Open the browser and navigate to http://127.0.0.1:5670/ to access the deployed DB-GPT.

4. Use SiliconCloud Models through the DB-GPT Python SDK

4.1 Install the DB-GPT Python Package

pip install "dbgpt>=0.6.3rc2" openai requests numpy

Install additional dependencies for testing.

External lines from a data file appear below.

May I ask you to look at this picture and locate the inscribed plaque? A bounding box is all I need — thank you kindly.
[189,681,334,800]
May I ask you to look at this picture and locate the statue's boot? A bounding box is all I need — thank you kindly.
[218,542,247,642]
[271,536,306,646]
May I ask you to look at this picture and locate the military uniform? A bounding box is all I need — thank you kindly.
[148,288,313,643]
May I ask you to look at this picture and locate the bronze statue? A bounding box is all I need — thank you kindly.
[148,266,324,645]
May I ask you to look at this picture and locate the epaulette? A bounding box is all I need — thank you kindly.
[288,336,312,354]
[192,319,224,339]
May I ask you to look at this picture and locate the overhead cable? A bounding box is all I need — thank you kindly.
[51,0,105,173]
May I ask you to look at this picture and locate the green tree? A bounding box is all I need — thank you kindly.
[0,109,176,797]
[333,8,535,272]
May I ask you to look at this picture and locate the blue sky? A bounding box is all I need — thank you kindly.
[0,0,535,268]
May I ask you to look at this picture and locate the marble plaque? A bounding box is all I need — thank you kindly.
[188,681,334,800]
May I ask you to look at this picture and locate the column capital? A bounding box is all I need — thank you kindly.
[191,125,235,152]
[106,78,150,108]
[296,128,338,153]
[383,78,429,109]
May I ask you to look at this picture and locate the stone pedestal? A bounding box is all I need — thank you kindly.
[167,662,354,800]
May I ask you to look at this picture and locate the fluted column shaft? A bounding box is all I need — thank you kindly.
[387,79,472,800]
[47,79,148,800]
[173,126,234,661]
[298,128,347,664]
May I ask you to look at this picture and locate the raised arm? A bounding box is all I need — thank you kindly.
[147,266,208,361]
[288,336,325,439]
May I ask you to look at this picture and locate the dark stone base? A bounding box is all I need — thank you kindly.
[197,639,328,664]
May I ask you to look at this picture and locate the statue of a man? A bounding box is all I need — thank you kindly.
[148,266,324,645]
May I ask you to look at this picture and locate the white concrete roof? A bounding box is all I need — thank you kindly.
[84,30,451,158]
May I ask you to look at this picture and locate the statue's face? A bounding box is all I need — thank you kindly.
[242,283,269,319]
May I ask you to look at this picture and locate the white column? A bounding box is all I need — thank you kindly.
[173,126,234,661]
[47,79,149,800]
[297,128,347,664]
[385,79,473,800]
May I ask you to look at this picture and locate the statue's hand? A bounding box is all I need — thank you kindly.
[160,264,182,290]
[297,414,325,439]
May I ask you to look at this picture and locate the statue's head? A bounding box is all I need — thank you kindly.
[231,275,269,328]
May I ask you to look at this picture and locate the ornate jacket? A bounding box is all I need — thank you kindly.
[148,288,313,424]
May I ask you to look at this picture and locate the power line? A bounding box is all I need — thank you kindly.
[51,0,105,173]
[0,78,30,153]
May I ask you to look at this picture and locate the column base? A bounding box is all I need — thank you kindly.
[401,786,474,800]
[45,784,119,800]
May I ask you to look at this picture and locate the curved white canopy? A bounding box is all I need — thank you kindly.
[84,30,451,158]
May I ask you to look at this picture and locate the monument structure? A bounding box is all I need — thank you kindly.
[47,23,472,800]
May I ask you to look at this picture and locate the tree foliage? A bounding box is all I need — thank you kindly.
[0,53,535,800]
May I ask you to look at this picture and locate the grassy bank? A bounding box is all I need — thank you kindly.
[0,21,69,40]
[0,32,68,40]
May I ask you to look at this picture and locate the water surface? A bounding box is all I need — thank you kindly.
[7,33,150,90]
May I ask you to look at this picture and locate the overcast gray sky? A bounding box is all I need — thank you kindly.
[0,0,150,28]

4.2 Use SiliconCloud’s Large Language Model

import asyncio
import os
from dbgpt.core import ModelRequest
from dbgpt.model.proxy import SiliconFlowLLMClient

model = "Qwen/Qwen2.5-Coder-32B-Instruct"
client = SiliconFlowLLMClient(
    api_key=os.getenv("SILICONFLOW_API_KEY"),
    model_alias=model
)

res = asyncio.run(
    client.generate(
        ModelRequest(
            model=model,
            messages=[
                {"role": "system", "content": "You are a helpful AI assistant."},
                {"role": "human", "content": "Hello"},
            ]
        )
    )
)
print(res)

4.3 Use SiliconCloud’s Embedding Model

import os
from dbgpt.rag.embedding import OpenAPIEmbeddings

openai_embeddings = OpenAPIEmbeddings(
    api_url="https://api.ap.siliconflow.com/v1/embeddings",
    api_key=os.getenv("SILICONFLOW_API_KEY"),
    model_name="BAAI/bge-large-zh-v1.5",
)

texts = ["Hello, world!", "How are you?"]
res = openai_embeddings.embed_documents(texts)
print(res)

4.4 Use SiliconCloud’s Rerank Model

import os
from dbgpt.rag.embedding import SiliconFlowRerankEmbeddings

embedding = SiliconFlowRerankEmbeddings(
    api_key=os.getenv("SILICONFLOW_API_KEY"),
    model_name="BAAI/bge-reranker-v2-m3",
)
res = embedding.predict("Apple", candidates=["苹果", "香蕉", "水果", "蔬菜"])
print(res)

5. Getting Started Guide

Take the data dialogue feature as an example. The data dialogue capability allows natural language conversations with data, primarily supporting structured and semi-structured data, assisting in data analysis and insights. Below is the specific operation process:

1. Add a Data Source

First, select “Data Source” on the left to add a database. DB-GPT currently supports multiple database types. Choose the appropriate database type to add. Here, MySQL is used for demonstration. The test data for this demo can be found in the test examples.

2. Select Dialogue Type

Choose the ChatData dialogue type.

3. Start Data Dialogue

Note: During the conversation, select the corresponding model and database. DB-GPT also provides both preview and edit modes.